As the pandemic began roaring last April, they met on Zoosk, a dating website. Denise, 55, divorced and living in California, liked what she heard: He cast himself as a kind man, keen for a long-term relationship. He would love her and care for her. He pledged that her family was his family. “My better half,” he called her, having those words engraved — with their names — on a glass keepsake he sent her.
Though he said he lived nearby, he and Denise never met. He made one excuse after another: the coronavirus lockdowns, a sudden illness, a hospitalization, a work assignment in another state. He said he was a construction engineer and had projects around the world. Mostly the two texted; sometimes they chatted by phone. A few times during their roughly six-month “relationship,” he sent flowers.
Red flags emerge
Not meeting face-to-face was the first red flag. His request that she buy him pricey Google Play gift cards was the second. Ultimately, he ripped her off for about $5,000 — never, as promised, repaying it — and after she gave him access to her checking account, bit by bit, she unknowingly helped him launder about $200,000 in ill-gotten gains from criminal activity, including, she says, unemployment fraud. In October, when she was down to $18 in her checking account, he filched $10, then ghosted her.
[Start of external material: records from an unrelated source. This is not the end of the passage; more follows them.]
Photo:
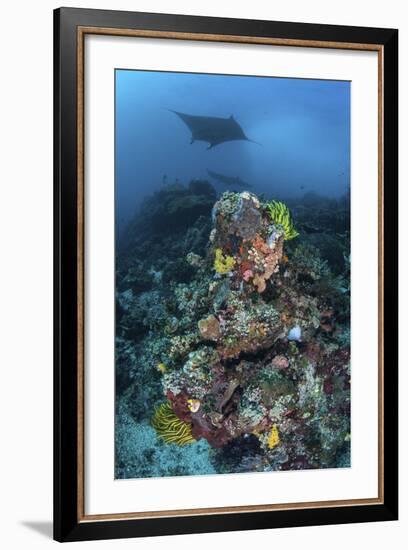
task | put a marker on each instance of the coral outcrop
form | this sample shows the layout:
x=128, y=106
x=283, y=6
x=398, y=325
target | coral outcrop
x=249, y=347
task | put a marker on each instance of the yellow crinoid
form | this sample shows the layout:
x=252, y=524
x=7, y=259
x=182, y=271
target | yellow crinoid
x=273, y=437
x=280, y=214
x=169, y=426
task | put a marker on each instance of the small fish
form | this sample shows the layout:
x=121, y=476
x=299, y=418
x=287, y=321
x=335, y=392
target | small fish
x=161, y=367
The “suitor,” of course, was phonier than a $3 bill.
What you can do
If you’ve been a money mule, it is never too late to stop, according to federal authorities, who urge people to:
- Stop communicating with the person giving you directions.
- Tell your financial institution and consider changing accounts.
- Report suspicious communications or activity to law enforcement.
Denise reported him to the FBI's Internet Crime Complaint Center and provided AARP with a copy of her complaint. She also discussed her ordeal with AARP's Fraud Watch Network Helpline, 877-908-3360, and, asking that only her first name be used, spoke for this story, at one point breaking down in tears. Mostly, though, she wants to spare other potential victims from the emotional whiplash — and near-empty wallet — she survived.
Emotional, financial ‘torture’
"I pray by the grace of God that what I have come through,” she said, “may help at least one person to be spared the emotional and financial torture of such an experience. I just have to believe it was for a better purpose.
"It still haunts me … I have dating PTSD. The worst part was, first and foremost, the illegal activity in my name."
People like Denise are called “money mules,” the term for those who carry and transmit illicit money to disguise its origins. They transfer money derived from crimes, often starting by allowing the loot to be deposited in their own bank accounts. Typically, they pass the funds up the fraud chain by using, for example, gift cards, wire transfers, money orders, digital payment apps or bitcoins. Some mules are compensated for their efforts, while others are unwitting accomplices.